Originally Published in the Frederick News-Post

Over the past two weeks I visited two community colleges in Maryland to get a sense of what students know upon graduation from high school.

It turns out, not much. Eighty percent of all incoming students at Baltimore City Community College need remedial help. At The Community College of Baltimore County, the number is 74 percent. Statewide the average is 56 percent for the small percentage of students in community colleges who move directly from high school to campus, according to the Maryland Higher Education Commission.

Many students enter community colleges after a long hiatus from high school. The average age of students at both BCCC and CCBC is 27. The time lapse ensures that complex math formulas or the names of characters in books read years prior will be forgotten.

But time can't explain why so many students place into math classes teaching them how to add, subtract and multiply whole numbers and English classes that give them the tools to write a sentence. That's right, a sentence.

Learning how to write a short essay the length of this column can be two noncredit classes away in some schools. In fact, it takes many students so long to finish noncredit remedial classes that they run out of financial aid before they take their first college-level course. Many drop out in the process because earning a degree seems out of reach given their lives and financial circumstances.

One 22-year-old student in a remedial English class at BCCC told me she was great at reading and writing in high school, but had a difficult time with math. If that was the case, why was she spending her time trying to figure out how to join two sentence fragments into one? Who made her think she was excelling?

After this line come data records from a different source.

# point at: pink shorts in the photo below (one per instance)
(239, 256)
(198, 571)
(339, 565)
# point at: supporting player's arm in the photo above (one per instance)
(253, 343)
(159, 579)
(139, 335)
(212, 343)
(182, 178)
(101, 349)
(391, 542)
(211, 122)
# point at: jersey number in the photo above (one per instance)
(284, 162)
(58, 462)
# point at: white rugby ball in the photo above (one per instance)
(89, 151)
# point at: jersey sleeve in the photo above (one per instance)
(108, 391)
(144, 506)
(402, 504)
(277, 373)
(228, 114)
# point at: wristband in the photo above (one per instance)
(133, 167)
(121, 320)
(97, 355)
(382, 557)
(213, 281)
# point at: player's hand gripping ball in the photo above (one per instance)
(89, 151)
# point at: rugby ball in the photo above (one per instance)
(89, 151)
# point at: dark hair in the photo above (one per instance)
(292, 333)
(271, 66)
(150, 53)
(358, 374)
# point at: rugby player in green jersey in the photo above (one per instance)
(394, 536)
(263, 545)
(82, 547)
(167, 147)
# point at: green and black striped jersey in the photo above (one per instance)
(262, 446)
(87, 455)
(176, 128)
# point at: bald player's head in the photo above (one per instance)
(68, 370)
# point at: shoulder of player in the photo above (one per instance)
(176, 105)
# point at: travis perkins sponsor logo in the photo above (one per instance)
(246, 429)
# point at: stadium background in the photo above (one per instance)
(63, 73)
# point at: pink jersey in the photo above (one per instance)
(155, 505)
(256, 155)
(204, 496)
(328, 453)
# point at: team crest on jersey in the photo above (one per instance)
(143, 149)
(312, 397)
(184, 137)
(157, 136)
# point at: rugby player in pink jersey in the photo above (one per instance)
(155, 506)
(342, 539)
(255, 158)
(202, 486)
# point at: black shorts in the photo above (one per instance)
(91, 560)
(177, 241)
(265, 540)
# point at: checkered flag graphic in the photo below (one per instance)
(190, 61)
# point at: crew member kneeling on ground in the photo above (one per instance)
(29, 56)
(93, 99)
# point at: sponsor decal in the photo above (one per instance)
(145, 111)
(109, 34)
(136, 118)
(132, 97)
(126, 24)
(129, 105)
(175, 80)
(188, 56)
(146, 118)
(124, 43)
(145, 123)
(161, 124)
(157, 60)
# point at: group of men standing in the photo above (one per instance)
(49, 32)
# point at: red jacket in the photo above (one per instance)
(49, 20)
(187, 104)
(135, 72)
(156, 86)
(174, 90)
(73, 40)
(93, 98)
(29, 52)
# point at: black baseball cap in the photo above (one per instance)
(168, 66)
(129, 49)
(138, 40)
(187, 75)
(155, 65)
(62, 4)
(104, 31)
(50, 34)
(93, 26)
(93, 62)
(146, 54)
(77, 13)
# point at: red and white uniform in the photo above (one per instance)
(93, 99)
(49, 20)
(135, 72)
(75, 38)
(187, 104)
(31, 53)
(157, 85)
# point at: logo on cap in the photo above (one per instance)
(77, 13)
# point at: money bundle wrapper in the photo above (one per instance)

More importantly, how did she earn a degree?

Academics call this problem a lack of "alignment" between high school curriculum and knowledge required to succeed in college and life.

I would call it a complete and utter moral failure of our education system in a state whose public schools have been ranked number one for three consecutive years by an allegedly prestigious education journal.

As "Doing the Math," an April 2009 report published by the Abell Foundation, says in a more measured tone, "Given the significant and growing need for mathematics remediation, it is reasonable to question how well Maryland is preparing its high school students to succeed in post-secondary institutions." The same could be said of basic English education, much less history, geography and other important topics.

Administrators at CCBC and BCCC fortunately don't spend their time blaming others for their students' problems. CCBC is a national leader in moving students from remedial levels to degree programs. BCCC is launching a new program called "Promise Academy" to cut the time needed for those students needing the most remedial help to move from noncredit to credit courses. I will write about how they and other schools are tackling the issue in a future column.

But the sad truth is that Marylanders are "investing" in a K-12 public education system that fails the majority of its students.